# Daffodil Pulcher fry



## Goosta3 (Feb 1, 2016)

Recently my Daffodil Pulcher pair bred in my 75 community tank. This is the second time I noticed fry in the shell. The first time the fry disappeared after a few weeks which led me to believe that some of the tank inhabitants got to them. I thought the Pulchers were excellent parents and I have seen them defending off any fish that came within a few inches of the shell.

So this time around should I remove just the shell to a 5g grow out tank, or include the mother as well?


----------



## Mcdaphnia (Dec 16, 2003)

Move the pair of daffodils to their own tank and let them raise the fry there. In an aquarium free of other fish the parents will take care of the fry. Other than stragglers, I've never mixed any of the pulcher types with other cichlid species, especially closely related ones they might cross with. One of the local fish shops had brichardi X leleupi hybrids for sale. They lacked the graceful fins of the brichardi and lacked the yellow color of the leleupi. Really ugly compared to either parent species.


----------



## Goosta3 (Feb 1, 2016)

Thank you Mcdaphnia. Is there a critical period in which I need to remove them from the community tank? This is the third spawn now and I hope to get it right. I read that these guys breed like rabbits every 21 days or so. Is that right?


----------



## Mcdaphnia (Dec 16, 2003)

Goosta3 said:


> Thank you Mcdaphnia. Is there a critical period in which I need to remove them from the community tank? This is the third spawn now and I hope to get it right. I read that these guys breed like rabbits every 21 days or so. Is that right?

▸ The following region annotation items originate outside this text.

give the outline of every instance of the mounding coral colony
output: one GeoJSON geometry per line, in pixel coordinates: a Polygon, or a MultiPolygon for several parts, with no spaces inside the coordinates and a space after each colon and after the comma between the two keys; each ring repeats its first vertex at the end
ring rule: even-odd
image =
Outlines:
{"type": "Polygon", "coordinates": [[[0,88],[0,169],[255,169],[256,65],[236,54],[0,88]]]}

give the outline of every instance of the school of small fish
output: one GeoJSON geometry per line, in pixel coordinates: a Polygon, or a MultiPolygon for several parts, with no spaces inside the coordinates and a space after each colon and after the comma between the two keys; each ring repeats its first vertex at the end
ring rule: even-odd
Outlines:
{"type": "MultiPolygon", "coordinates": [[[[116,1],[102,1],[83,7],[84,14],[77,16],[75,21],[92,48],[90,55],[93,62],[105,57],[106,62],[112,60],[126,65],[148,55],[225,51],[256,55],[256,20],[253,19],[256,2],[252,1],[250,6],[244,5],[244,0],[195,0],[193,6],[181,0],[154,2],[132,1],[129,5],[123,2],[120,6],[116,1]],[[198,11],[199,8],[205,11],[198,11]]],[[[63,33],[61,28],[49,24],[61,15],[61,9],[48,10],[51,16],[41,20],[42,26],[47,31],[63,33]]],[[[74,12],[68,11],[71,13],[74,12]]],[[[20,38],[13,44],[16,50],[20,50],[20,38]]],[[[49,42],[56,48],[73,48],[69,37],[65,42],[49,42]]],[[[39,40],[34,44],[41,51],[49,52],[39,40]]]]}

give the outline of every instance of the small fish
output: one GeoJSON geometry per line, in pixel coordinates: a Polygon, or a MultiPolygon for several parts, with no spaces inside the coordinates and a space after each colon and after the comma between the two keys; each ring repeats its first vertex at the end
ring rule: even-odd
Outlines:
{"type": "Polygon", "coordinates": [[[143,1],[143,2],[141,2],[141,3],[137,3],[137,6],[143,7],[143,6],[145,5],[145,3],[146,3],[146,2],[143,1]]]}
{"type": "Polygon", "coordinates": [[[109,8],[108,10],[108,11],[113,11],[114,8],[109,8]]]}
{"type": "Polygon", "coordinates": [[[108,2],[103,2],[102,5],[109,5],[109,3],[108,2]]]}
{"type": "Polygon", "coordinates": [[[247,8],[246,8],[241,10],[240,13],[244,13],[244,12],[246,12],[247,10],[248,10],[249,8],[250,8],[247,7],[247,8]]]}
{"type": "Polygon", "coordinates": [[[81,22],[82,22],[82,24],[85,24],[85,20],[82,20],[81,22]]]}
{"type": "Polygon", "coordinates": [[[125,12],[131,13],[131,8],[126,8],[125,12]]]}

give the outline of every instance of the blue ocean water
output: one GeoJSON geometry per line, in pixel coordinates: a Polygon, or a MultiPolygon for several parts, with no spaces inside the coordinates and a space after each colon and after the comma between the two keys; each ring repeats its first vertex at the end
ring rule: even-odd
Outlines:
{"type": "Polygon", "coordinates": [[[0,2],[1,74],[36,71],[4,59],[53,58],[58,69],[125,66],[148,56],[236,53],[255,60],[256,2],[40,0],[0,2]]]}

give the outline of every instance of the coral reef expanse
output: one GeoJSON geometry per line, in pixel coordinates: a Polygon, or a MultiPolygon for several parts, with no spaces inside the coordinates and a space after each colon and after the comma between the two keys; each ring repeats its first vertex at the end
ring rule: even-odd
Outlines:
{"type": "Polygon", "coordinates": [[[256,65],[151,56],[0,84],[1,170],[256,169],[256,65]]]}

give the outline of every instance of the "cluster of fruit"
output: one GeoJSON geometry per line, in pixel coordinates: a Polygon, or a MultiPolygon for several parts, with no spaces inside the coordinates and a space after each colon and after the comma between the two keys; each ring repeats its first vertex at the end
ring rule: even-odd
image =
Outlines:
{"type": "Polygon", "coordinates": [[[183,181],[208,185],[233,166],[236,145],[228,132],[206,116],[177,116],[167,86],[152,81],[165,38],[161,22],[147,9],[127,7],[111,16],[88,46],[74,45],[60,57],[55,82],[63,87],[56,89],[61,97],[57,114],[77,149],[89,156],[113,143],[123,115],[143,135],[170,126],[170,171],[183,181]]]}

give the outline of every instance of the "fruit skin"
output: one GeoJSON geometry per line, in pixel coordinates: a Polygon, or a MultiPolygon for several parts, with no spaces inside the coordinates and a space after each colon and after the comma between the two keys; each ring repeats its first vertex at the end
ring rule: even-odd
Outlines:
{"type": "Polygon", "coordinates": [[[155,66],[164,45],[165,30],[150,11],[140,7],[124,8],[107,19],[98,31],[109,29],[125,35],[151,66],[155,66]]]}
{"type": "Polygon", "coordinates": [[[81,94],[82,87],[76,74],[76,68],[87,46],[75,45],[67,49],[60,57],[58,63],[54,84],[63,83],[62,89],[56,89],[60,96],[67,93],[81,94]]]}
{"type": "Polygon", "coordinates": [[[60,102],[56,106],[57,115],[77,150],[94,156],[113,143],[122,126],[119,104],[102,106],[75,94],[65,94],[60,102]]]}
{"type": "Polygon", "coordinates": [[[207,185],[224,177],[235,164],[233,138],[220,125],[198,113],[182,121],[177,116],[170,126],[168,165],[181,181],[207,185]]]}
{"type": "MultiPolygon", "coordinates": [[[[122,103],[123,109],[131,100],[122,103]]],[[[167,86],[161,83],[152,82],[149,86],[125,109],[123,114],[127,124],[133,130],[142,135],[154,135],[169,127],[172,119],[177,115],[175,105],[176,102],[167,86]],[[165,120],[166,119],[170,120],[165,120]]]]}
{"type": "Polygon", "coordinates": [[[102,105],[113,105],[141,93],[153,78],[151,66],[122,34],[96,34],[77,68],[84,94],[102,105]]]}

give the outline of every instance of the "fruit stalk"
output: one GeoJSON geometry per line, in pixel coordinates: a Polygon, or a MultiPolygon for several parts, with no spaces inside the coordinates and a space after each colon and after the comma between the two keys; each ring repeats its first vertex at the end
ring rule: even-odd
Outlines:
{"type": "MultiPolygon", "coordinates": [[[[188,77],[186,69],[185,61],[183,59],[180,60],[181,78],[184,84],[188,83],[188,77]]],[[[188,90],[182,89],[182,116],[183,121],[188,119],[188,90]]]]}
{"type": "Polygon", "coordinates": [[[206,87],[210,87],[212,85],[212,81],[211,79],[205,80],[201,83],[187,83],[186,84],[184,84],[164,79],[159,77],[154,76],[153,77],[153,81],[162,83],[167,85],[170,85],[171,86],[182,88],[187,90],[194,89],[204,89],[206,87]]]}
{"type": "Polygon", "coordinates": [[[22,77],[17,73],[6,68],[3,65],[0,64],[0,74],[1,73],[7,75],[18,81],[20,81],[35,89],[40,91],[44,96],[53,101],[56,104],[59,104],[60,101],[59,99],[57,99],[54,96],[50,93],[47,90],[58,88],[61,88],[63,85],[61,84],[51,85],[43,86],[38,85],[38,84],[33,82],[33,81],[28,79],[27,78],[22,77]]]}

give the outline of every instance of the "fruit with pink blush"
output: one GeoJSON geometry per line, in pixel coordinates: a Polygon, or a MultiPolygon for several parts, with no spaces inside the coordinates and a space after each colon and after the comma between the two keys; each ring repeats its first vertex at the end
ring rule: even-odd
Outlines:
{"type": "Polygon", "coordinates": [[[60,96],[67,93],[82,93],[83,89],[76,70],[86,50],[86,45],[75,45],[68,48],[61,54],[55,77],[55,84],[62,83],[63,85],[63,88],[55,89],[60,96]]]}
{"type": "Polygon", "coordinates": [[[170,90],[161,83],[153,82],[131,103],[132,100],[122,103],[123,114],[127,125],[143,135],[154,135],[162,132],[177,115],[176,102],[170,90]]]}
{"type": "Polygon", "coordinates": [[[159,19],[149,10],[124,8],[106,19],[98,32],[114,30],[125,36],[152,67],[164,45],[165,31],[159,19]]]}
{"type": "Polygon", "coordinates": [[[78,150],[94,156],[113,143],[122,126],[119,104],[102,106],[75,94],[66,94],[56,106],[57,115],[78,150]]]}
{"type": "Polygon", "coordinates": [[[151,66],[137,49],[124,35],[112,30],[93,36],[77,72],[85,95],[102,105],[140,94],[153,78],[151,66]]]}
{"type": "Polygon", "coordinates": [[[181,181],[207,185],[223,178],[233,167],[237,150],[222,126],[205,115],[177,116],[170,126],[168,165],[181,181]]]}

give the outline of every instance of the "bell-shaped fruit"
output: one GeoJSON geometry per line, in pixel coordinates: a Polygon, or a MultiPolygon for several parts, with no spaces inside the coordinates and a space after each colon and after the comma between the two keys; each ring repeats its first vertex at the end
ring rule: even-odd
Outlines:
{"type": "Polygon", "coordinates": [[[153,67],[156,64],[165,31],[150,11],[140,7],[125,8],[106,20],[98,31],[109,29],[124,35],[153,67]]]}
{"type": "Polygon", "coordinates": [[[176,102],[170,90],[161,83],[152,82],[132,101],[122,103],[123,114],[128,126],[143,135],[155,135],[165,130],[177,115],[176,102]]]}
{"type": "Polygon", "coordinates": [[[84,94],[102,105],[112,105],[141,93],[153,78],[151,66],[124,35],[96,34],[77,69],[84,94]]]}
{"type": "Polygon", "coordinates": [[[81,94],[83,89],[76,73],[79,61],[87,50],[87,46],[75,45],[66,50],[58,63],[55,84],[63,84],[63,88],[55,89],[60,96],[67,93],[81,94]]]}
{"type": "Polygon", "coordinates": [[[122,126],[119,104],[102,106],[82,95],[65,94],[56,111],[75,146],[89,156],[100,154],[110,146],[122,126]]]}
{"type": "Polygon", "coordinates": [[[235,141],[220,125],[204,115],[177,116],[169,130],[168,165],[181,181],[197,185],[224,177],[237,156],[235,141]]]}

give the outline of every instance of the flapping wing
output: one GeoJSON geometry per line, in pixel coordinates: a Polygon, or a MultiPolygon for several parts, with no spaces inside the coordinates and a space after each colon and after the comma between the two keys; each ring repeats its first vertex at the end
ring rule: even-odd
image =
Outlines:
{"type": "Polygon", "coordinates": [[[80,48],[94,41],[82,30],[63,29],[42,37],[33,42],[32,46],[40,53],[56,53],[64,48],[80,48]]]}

There is not exactly critical period. When you want them to raise their offspring instead of them becoming food for your other fish, is when it becomes necessary to set up a single species tank for the pair of daffodil breeders.

Breeding like rabbits is an apt description. The bigger the tank, the more successive spawns of fry will be tolerated. I once saw a 120 gallon tank, 24" x 24" by 48" wide, that was filled up by a single brichardi pair. The biggest fry stay farthest from the parents and seem to help protect their younger siblings. However in a smaller tank or if they get close to adult size, the largest fry will no longer be welcome. It's best to scoop them out and find homes for them before there is aggression.


----------



## Goosta3 (Feb 1, 2016)

This is an update to my breeding pair of Daffodils. About a week ago *** noticed fry swimming in and around a shell they were guarding. I removed the shell and successfully transported the fry (about15) to a 2 and a half gal grow out tank by themselves with a mature sponge filter and mini heater with a fixed thermostat. Days later I noticed a few of the fry are dying off. I checked the water temp and saw that its 82 degrees. Nitrates are between 60 to 80 with no traceable nitrites, ph is 7.5
Im feeding them New Life Spectrum powdered food between 1-2 a day. Im wondering whats killing them off. any suggestions


----------



## DJRansome (Oct 29, 2005)

Why are the nitrates so high? I have only raised calvus fry, but low nitrates is key for them. When filling the fry tank did you use water from the adult tank?


----------



## Goosta3 (Feb 1, 2016)

I did. I also performed a 20% water change a couple days later. Im wondering if Im using too much food.


----------



## Mcdaphnia (Dec 16, 2003)

I have bred several varieties of brichardi types. I would never myself remove any small fry from the parents' care. They are much better at it than I would be. They will care for several successive spawns of fry with the older fry seeming to help care for or at least tolerate their smaller siblings.

I'm pretty sure a fry that is accustomed to great parenting would be greatly stressed by suddenly being placed in an "orphanage" operated by a mostly absent caretaker.

Only when the tank gets crowded and there are too many inch long or bigger fry in the tank will I remove the larger ones. Any smaller than a inch get to stay with mama and papa.


----------



## Mcdaphnia (Dec 16, 2003)

When I have small tanks with fry, particularly when they are cichlids, I use a piece of airline tubing to siphon the bottom of the tank any time I see dirt or anything on it. That is more than once a day, maybe three or four times a day. I also add some live plants like Najas to absorb ammonia and nitrate. A friend used to artificially raise discus fry away from the parents, and he, his wife, and two adult children, did this on schedule every four hours around the clock, followed by an addition of aged water, until the fry were able to eat newly hatched baby brine shrimp. and for years they always had new fry to care for around the clock.

If it's important for you to be able to raise the daffodil fry away from their parents I suggest you use a hang on device that circulates water from the large stable tank it hangs on keeping the water in with the fry constantly being replaced. I am particular to one called the Marina Hang On Holding and Breeding Box. I get the largest size, but it's still less than a gallon in volume. The small volume insures that the water quality and even the water temperature stays close to that of the main tank it's hanging on.


----------